Back in the mid-2000’s, a colleague of mine from my days working for Seabourn Cruise Line was visiting me from Dallas. Of course, being a Texan, she knows a little about beef! She taught me a few tricks to cooking beef, including how to make a classic pan-seared filet mignon, French style in a cast iron skillet (recipe one day soon)…. but more importantly, was how to prepare the perfect flank steak and marinade.

OMG – it is so delicious, you’ll be licking the plate for all the remaining juices! And, the best part, it’s so simple.

I serve flank steak as a standalone meat with a variety of sides, including just veggies, or potatoes, and sometimes even an olive oil and pepper pasta dish. It’s delicious on salads, or in burritos, tacos or tortillas, as well as a variety of Asian dishes.

The key, in my opinion, is the temperature. I know many people like their beef overly cooked, but medium-rare is the bomb. A little pinkish-red brings out flavor so much better than a dried shoe-leather steak, but I digress. That’s up to you!

The first thing when making it is to score it with criss-cross cuts on both sides. Rub a few cloves or garlic in the scores and pour soy sauce on top. Not too much, otherwise it will be too salty.

Rub lots of freshly ground black pepper and squeeze a lemon over it all. Refrigerate it for at least 30 minutes. Remove the meat and allow to get warmed up to room temperature for about 10 minutes while you’re heating your grill or cast iron skillet up. Then sear it baby!

See the whole recipe below.

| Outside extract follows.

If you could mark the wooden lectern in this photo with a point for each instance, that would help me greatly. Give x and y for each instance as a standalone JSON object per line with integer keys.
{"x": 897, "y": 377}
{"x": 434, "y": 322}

Slice it thinly on an angle for wide, thin pieces.

I make zillions of salads so here I just added it to a salad with grilled romaine, corn, and veggies, and drizzled with a balsamic vinegar, olive oil and a touch of freshly squeezed lemon.  OUT OF THIS WORLD!

Give it a whirl and let me know what you think!

Flank Steak

A delicious marinade and recipe for flank steak.
Prep Time 10 mins
Cook Time 15 mins
Marinate in refrigerator 30 mins
Total Time 55 mins
Course Beef, Main Course
Cuisine American, Dinner, Lunch
Servings 4 servings


  • 1-2 Pound Flank Steak
  • 1/4 cup Soy sauce
  • 4 cloves Garlic Pressed
  • 1/2 Lemon (Juiced)
  • 1 tsp Freshly ground black pepper


  • Score flank steak on the diagonal, criss cross, both sides, with a sharp knife
  • Press 2 cloves of garlic into the scores on each side
  • Add fresh ground pepper to both sides
  • Juice the lemon onto both sides
  • Cover with wrap and refrigerate for at least 30 minutes.
  • Remove from refrigerator for at least 10 minutes before cooking. Preheat grill on high, or cast iron skillet if cooking inside. (Cast iron requires a bit of olive oil in the pan).
  • Cook on each side for at least 5 minutes before turning. It's delicious when there is a slight char to the meat.
  • Cook to desired temperature. Medium-rare is preferred with a slight pinkness to the meat.
  • Remove from heat and let rest for 5 minutes before slicing.
  • Cut the meat thinly on a slight angle. I find it's easy to slice the meat vertically (down the center) into 2 long pieces, especially if the steak is fairly wide. This way you can wrap any unused portions that aren't sliced, which prevents the meat from drying out when reheating it.
  • Serve on a salad, standalone with side, in tortilla... however you want!